Ne denli sıkıcı bir dünyada yaşıyoruz farkında mısınız? Sıkıcı bir yaşam… Boğulduğumuzun farkına varmadan sürekli olarak bir koşuşturmanın içerisindeyiz. Yaşadığımız hız çağına ayak uydurabilmek adına durup soluklanmıyoruz bile. Sanıyoruz ki durduğumuz anda düşeceğiz.
Peki, şimdi soruyorum. En son ne zaman bindiğiniz otobüsün camına başınızı yaslayıp dışarıyı seyrettiniz? Yaşadığınız kentte deniz varsa, en son ne zaman denize karşı oturup amaçsızca ufuk çizgisine baktınız? İyot kokusunu ciğerlerinizin en derinine en son ne zaman çektiniz? Bir dost ziyareti, arkadaşlarla piknik en son ne zaman? Akıllı telefonları, tabletleri tamamen kapatabiliyor muyuz örneğin? Ekranlarına bakmadan bir yarım saat geçirebiliyor muyuz? Hiç sanmıyorum. Aslında bu davranışlarımızın farkında da değiliz. Günlük olağan yaşantılarımız böyle oldu artık. Ve çocuklarımızı da kendimize benzettik. Onlarda çocukluğun ne olduğunu anlayamadan bizim yaşam maratonumuza ortak oldular. Sabah servise yetişecekler, servisten inip derse yetişecekler, okuldan çıkınca yine servis, etüt vs. vs… Küçük bedenleriyle, büyük yükleri omuzlarında koşuşturup duruyorlar. Yaşamlarımızın bir kenarında bizimle sürükleniyorlar. Hepimizin yaşamı böyle artık. Sabah kalk işe koş, işten çık eve koş, yemek, yat, kalk bir daha koş!
Bu döngüyü kırmak istiyor muyuz, kırabilir miyiz? “Mario Usta’nın Yaramaz Kuklaları” bu konuda bir örnek olabilirler bize. Rafik Schami’nin yazdığı, Eisen’in resimlediği ve Emrah Cilasun’un dilimize kazandırdığı kitap çok uzun süredir kütüphanemin bir köşesinde bekliyordu. Sözünü ettiğim döngünün içerisinde bir türlü fırsat olmamıştı okumak için. Nihayet o döngü kırıldı ve kuklalarla buluştum.

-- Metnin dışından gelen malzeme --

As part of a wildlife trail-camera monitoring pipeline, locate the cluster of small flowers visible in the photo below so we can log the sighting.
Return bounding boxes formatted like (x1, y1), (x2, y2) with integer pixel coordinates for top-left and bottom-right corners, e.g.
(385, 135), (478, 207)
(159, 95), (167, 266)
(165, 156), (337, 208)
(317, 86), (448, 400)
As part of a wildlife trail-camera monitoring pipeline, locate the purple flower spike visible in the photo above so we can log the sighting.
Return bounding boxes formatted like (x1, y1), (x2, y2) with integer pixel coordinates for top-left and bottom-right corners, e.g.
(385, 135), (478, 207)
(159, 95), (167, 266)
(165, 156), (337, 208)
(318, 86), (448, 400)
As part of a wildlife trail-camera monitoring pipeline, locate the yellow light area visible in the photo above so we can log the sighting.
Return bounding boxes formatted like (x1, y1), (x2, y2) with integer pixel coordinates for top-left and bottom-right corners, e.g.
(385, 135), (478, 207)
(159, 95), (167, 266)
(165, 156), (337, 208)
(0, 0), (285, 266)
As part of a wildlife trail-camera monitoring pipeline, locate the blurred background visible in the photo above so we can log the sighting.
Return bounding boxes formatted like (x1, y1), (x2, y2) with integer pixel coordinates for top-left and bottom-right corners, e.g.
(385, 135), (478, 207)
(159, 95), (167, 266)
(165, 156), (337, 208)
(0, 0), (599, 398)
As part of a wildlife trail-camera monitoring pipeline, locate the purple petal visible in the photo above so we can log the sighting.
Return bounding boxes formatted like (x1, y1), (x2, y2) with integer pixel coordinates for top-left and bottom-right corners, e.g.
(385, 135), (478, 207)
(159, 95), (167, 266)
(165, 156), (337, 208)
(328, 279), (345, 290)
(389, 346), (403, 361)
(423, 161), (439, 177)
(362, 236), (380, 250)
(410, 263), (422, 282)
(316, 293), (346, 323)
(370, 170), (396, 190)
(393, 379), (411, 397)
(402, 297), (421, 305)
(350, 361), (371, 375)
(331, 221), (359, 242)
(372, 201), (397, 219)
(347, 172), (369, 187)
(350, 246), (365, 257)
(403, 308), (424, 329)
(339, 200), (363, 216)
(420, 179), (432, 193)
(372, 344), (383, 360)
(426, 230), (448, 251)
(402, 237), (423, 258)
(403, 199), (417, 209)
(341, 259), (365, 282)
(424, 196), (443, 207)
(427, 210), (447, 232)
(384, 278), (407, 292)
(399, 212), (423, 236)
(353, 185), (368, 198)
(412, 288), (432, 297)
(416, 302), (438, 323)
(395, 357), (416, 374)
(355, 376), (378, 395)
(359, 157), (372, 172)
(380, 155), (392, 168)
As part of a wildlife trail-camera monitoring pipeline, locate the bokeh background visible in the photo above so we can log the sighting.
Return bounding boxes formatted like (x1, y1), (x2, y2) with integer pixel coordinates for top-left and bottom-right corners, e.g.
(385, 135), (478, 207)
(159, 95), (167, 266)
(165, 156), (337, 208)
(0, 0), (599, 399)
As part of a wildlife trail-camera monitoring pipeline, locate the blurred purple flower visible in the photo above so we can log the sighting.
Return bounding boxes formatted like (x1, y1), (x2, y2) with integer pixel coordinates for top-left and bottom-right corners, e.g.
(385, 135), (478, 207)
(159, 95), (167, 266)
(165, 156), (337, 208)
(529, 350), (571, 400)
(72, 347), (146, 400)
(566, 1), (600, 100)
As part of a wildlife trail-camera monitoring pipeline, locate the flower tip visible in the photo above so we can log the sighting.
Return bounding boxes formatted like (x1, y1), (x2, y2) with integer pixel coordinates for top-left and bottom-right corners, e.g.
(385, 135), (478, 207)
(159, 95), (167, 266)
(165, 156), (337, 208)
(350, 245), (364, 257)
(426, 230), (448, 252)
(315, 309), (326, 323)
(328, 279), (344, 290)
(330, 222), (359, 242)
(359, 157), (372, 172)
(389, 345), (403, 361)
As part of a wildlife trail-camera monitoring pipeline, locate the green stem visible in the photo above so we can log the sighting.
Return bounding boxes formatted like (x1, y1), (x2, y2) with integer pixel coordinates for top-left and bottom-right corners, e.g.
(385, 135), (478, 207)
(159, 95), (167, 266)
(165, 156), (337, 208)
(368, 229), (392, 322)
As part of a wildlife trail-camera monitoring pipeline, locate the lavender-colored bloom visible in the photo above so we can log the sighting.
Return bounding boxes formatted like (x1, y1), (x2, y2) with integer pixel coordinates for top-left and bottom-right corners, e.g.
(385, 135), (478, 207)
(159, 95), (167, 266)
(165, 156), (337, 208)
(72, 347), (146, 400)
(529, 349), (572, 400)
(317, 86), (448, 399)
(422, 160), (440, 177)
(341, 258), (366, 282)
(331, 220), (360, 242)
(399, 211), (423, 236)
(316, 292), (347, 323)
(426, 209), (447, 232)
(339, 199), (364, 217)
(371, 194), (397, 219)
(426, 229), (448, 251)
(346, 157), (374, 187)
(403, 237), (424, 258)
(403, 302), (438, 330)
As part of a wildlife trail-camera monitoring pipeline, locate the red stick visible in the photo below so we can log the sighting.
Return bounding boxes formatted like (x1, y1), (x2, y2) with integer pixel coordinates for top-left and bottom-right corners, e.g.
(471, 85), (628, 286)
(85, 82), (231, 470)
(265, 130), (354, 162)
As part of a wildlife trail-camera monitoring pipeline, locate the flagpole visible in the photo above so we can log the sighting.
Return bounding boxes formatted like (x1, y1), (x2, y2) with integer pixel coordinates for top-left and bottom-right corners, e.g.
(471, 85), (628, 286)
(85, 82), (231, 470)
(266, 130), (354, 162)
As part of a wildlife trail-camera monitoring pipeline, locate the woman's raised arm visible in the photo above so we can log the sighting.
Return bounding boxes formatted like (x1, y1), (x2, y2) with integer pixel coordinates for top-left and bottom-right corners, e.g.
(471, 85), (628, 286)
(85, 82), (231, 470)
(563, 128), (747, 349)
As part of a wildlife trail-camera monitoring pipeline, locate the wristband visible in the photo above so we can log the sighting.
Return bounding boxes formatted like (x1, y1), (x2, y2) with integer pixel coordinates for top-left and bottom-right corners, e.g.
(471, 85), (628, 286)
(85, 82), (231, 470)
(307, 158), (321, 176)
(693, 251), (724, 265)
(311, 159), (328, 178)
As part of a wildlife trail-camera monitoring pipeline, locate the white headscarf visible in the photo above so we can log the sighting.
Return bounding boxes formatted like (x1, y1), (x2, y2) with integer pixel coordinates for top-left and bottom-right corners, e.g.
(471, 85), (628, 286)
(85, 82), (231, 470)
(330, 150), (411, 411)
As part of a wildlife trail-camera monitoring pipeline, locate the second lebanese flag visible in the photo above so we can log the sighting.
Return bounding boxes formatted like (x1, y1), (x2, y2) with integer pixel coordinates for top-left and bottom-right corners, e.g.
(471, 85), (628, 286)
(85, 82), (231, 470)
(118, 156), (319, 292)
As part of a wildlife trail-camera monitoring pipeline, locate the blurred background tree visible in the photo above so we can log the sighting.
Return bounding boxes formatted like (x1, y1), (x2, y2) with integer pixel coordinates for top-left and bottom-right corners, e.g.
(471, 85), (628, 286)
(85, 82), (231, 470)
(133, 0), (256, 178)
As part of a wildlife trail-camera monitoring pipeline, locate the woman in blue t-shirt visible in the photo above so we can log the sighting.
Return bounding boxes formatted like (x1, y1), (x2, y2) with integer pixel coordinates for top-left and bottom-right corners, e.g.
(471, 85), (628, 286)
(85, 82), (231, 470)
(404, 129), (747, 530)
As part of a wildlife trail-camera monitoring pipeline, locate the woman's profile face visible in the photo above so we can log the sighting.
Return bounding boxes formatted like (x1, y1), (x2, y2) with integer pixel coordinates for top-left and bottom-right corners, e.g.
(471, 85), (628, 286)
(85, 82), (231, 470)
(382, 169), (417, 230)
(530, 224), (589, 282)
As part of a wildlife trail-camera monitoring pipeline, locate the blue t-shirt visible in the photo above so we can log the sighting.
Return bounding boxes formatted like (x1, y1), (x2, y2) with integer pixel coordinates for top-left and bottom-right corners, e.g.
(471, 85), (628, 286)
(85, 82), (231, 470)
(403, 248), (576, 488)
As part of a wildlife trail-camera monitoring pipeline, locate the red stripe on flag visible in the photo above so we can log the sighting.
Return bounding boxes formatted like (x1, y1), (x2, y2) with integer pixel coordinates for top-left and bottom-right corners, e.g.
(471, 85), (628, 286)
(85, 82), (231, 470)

Mario, beş parasız fakir bir kuklacıdır. Oyunlarını sergilemek için yolculuk yaptığı eski bir karavanın içinde yaşayan bir adam. İnsanlar üstünün başının perişanlığına bakarak, iyi bir oyun sunamayacağını düşünerek gösterilerine girmezmiş. Her ne kadar iyi bir anlatıcı olsa da sürekli olarak boş salonlara gösteri yapmak ona acı veriyormuş. Kuklaları da bu duruma üzülüyorlarmış fakat Mario Usta’ya bu durumu belli etmek istemiyorlarmış. Sonra bir gün kuklalar sürekli aynı oyunu oynamaktan sıkıldıklarını fark etmişler. Artık onlar da kendi seçtikleri rolleri oynamayı istiyorlarmış. İstiyorlarmış da Mario Usta buna ne diyecektir? Daha da önemlisi kuklalar planlarını nasıl gerçekleştireceklerdir?
Ebeveynler bu sorulara yanıt vermek için düşünedursun çocuklar okumaya başlasınlar bu kitabı. Güzel bir kukla masalı Mario Usta’nın öyküsü. Rutine dönmüş yaşamların dönen dişliyi kırmaları için de bir başlangıç olabilir. Çocuklar için geleceğe dair bir düşünce olarak da kenarda dursun, derim.
Rafik Schami adını duymayanlar için ekleyeyim ki; 1946’da Şam’da doğmuştur. 1971 yılından beri Almanya’da yaşayan yazarın, kitapları 24 dile çevrilmiş ve sayısız ödül almıştır. Ben okumakta gecikmişim fakat hâlâ okumayanlar varsa daha fazla gecikmesinler.
Hadi kapatalım telefonları, tabletleri, Mario Usta’nın kuklaları gösteriye çağırıyor!
*Ionescu’nun ünlü tiyatro oyununun adıdır.